Summary
U.S. stock index futures showed limited movement on Friday as market participants awaited a key inflation reading and monitored developments around a fragile Middle East truce. A two-week ceasefire agreed earlier this week between the United States and Iran has supported gains on Wall Street this week, yet analysts and traders remained cautious ahead of a March Consumer Price Index (CPI) report that could influence expectations about Federal Reserve policy.
Market backdrop
Major U.S. indexes were positioned for weekly advances after the ceasefire news, with the S&P 500 on track for its largest weekly rise since November and the Dow set for its most pronounced weekly gain since June. Despite that momentum, futures were muted as investors awaited the CPI data due at 8:30 a.m. ET, a report expected to reflect the influence of elevated energy prices tied to the Iran conflict.
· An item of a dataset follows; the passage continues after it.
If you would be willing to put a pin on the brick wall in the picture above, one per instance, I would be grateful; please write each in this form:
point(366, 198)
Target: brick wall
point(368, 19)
Inflation expectations and policy implications
Economists polled by Reuters expected the March CPI to show headline consumer prices rising 3.3% year-on-year, which would mark the largest annual increase in nearly four years. Such a print could weaken hopes for early easing from the Federal Reserve this year. Money market pricing has shifted materially since the conflict began: participants are no longer pricing in any policy easing in 2026. Prior to the outbreak of hostilities, markets had anticipated two interest-rate reductions next year, according to CME Group's FedWatch Tool. There were even periods during the conflict when traders raised the odds of a December rate increase.
UBS Global Wealth Management noted the interplay between oil prices and inflation, saying: "While Fed officials expected higher oil prices to delay the anticipated decline in US inflation toward their 2% target, we continue to believe that the central bank remains on track to cut rates later this year." The firm added that it expects "sequential core inflation to cool" in coming months as tariff influences fade and falling labor demand potentially pushes up the unemployment rate, which could reinforce the case for eventual cuts.
Futures and intraday moves
At 04:45 a.m. ET, equity futures showed modest declines: Dow E-minis were down 72 points, or 0.15%; S&P 500 E-minis were down 5.75 points, or 0.08%; and Nasdaq 100 E-minis were down 21.25 points, or 0.08%. The tepid activity reflected a risk-off stance as investors awaited the CPI release and additional gauges of consumer confidence.
Geopolitical developments
Markets also tracked signs of strain in the two-week U.S.-Iran ceasefire ahead of the first round of talks scheduled for Saturday. While the truce has supported equity gains this week, its apparent fragility kept traders cautious. Investors found some reassurance from Israeli Prime Minister Benjamin Netanyahu's remarks that he is seeking direct talks with Beirut, a comment that helped push U.S. indexes higher at the previous session's close.
Other data to watch
Following the CPI release, market participants will also look to a preliminary April reading of the University of Michigan's consumer sentiment survey after markets open on Friday for additional insight into household attitudes and spending intentions.
Key points
- Futures were muted ahead of the March CPI release expected at 8:30 a.m. ET, with the report anticipated to show a 3.3% year-on-year rise in consumer prices.
- A fragile two-week ceasefire between the U.S. and Iran has supported weekly gains for major indexes, but signs of strain ahead of talks kept traders cautious.
- Money market participants have pulled forward expectations on Fed policy - no easing is currently priced in for 2026, reflecting a shift since the conflict began.
Risks and uncertainties
- Higher energy prices tied to the Iran conflict could push inflation readings upward, complicating the Fed's path to 2% inflation - this impacts interest-rate sensitive sectors such as financials and real estate.
- The ceasefire shows signs of strain ahead of scheduled talks, creating geopolitical risk that could affect commodity markets and investor risk sentiment across equities.
- Shifting money market expectations on rate cuts and the potential for further rate adjustments could increase volatility in interest-rate sensitive assets and sectors.